In any case, this weekend, I chose to honor them with a phrase that is pretty inadequate, and has become rather trite, but I mean it from the bottom of my heart.

"Thank you for your service! "

Saturday, November 4, 2017

Oh man. Say it ain't so - Bunny and Keith?

Well, I can see that this year is sizing up to end just like last year as far as the music world goes. Two giants gone in two weeks. Now, if you read this blog with any regularity, you are familiar with the fact that I love 70s funk bands and soul singers from the period. Sadly, two men who represented those two loves have passed.

1 ) Bunny Sigler (March 27, 1941 - October 6, 2017), a record executive who along with Kenny Gamble and Leon Huff, created the "Philly Sound" known as "The Sound of Philadelphia" and the MFSB (Mother, Father, Sister, Brother) musicians in the early 70s. He was a talent on many levels so besides being a producer he was a performer too. He was known for his artistry in either singing the following songs, or for engineering their "sound" -  That's How Long I'll Be Loving You,  By the Way You Dance,  Love Train (an O'Jays classic)  In later yeas, he connected with the younger generation by co-writing The Ruler's Back, the opening track on Jay-Z's 2011 album, The Blueprint.

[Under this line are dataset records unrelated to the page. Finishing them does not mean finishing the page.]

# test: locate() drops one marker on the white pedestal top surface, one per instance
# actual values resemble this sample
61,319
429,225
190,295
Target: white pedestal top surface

One of Bunny's engineering masterpieces :The O'Jays Love Train

2) Keith Wilder of one of my fav funk bands, HEATWAVE, is gone at 65. This is another blow to the group as his brother Johnnie Wilder, Jr. passed in 2006 after years of living paralyzed from a car accident. They used to switch places on certain songs in the lead spot. Johnnie's beautiful falsetto is heard on the recording of Always and Forever (an amazingly beautiful song. Requested at lots of weddings to this day), but Keith could sing it too.  Wilder was still on the road doing his thing until a few weeks ago. He'd been the survivor of several strokes which had left him with limited mobility, and warranted his use of a stool when performing. his family said he'd simply laid down for a nap on the Sunday afternoon  of October 29th and didn't wake up. This group lost its other mega-talent,  Rod Temperton,  just last year too. Though no longer performing with them, he was still a part of HEATWAVE. Known for those signature hits of the late 70s/early 80s, Wilder's voice , and the other, will be missed.

Keith Wilder


My girlhood music innovators are leaving this planet fast.

Goodnight, gentlemen.

All of HEATWAVE'S songs were gold (Groove Line, Boogie Nights) but Always and Forever is platinum. Listen, kiddies, to perfection. Take notes. It won't pass this way again.